On the occasion of the fifth centenary of the Vatican Museums (1506-2006), part of the “Asia” section (China, Tibet, Mongolia, Japan, Korea) was opened.
From 2009 to 2023, under the direction and curatorship of Father Nicola Mapelli, the Museum underwent radical changes, both in its exhibition design and in the field of scientific research.
Its principal objectives included the reconnection of the objects on display with the populations who sent the items, and the consequent search for descendants, documents and stories connected to the sending of the artefacts held.
During the reconstruction of the new display spaces, and in collaboration with the original communities, a number of temporary exhibitions and displays were organized in special areas: Rituals of Life (2010), Borobudur Courtyard (2012), Land of Harmony (2014), and Asia Exhibition (2016).
In 2010, the permanent exhibition The Way of the Sea was established along the internal ramp at the entrance of the Museums.
In 2019, with the inauguration of the first exhibition area of the new Ethnological Museum Anima Mundi, the exhibitions Mater Amazonia and the one dedicated to the “Oceania” area were opened to the public. The two exhibition events were exceptionally attended by Pope Francis who, during his visit, recalled that the Museum's mission is: “to welcome the spirit of each culture”. He also called the Anima Mundi Museum “a living home, inhabited by and open to all, with the doors wide open to populations from all over the world”. Through the “beauty and art” gathered together in this house and displayed in “transparency”, it reminds us all of “the value of harmony and peace between peoples and nations”, making “the voice of God resound”.
In 2022, the exhibition areas of the “Americas” and “Africa” were completed, and the new project for the layout of “Asia” and the “Wunderkammer” was initiated.
In August 2024, Nadia Fiussello was appointed Curator of the Anima Mundi Museum. Her career in the Museums has already seen her working as a Ph.D - India and East Asia - in the Asia Section of the Ethnological Museum since 1999 and, since 2013, in the role of Assistant in the Ethnological Department.

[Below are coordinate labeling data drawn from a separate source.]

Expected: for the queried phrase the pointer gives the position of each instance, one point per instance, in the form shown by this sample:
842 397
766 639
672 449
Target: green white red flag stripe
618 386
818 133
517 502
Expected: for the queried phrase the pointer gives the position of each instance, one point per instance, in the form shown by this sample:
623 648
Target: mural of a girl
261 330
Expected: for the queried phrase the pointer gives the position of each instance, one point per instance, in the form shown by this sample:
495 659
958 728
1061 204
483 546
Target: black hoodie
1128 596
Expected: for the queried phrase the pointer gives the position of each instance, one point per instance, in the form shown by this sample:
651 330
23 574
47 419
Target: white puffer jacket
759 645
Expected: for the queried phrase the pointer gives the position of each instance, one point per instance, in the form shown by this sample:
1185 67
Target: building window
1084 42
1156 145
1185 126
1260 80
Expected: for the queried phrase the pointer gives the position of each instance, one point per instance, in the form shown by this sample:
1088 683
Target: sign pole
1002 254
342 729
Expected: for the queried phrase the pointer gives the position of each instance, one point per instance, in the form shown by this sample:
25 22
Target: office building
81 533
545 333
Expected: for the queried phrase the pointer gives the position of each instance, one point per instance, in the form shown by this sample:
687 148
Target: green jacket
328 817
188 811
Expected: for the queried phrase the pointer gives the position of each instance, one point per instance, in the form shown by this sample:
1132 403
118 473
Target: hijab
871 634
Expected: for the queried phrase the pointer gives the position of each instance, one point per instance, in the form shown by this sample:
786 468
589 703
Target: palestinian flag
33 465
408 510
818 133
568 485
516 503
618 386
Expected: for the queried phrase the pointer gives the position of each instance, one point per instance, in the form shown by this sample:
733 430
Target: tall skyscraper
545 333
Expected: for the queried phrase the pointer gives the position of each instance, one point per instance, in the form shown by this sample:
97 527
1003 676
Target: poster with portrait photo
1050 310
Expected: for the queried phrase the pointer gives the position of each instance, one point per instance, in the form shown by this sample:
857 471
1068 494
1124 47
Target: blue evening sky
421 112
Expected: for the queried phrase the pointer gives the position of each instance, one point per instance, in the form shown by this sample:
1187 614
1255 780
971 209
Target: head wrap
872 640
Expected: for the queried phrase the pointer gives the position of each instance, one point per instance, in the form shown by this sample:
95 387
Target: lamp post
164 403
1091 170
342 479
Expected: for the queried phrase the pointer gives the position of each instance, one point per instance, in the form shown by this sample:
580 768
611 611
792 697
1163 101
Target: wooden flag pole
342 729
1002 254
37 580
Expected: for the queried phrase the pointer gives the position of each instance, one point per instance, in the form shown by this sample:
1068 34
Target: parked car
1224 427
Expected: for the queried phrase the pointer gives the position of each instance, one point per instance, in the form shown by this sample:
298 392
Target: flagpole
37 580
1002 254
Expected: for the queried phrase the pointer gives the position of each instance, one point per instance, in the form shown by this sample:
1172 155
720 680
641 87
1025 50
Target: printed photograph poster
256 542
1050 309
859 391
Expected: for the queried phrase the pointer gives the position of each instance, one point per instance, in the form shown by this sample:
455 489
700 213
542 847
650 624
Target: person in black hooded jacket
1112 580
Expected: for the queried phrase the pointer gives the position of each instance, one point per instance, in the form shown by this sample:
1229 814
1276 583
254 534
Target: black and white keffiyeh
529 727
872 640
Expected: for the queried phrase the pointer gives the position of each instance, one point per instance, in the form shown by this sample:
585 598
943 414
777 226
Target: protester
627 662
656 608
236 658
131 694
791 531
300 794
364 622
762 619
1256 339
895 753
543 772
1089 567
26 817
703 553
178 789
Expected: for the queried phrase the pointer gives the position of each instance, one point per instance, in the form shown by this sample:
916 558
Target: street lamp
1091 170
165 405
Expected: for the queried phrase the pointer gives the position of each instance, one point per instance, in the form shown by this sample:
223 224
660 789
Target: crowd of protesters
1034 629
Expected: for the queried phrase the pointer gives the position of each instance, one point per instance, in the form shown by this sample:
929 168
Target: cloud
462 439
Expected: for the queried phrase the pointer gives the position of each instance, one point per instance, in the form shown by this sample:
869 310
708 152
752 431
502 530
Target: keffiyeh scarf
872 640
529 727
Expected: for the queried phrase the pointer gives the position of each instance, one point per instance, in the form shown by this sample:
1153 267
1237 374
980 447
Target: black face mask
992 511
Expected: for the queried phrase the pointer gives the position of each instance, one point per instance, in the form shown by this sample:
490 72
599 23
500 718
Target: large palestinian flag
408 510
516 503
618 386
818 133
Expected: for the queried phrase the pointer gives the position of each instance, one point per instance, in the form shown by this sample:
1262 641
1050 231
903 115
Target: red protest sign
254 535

The Museum collection is now made up of over 80,000 artefacts and includes, besides objects relating to extra-European ethnography (Africa, Americas, Asia, Oceania), a stone collection with prehistoric flints from all over the world, and a rich collection of Asian coins and artefacts from pre-Columbian civilizations. The collection also includes works of art by contemporary artists and craftsmen who, in donating their creations to the Department and to the Pontiffs, continue to enrich the cultural heritage of the Anima Mundi Museum collection.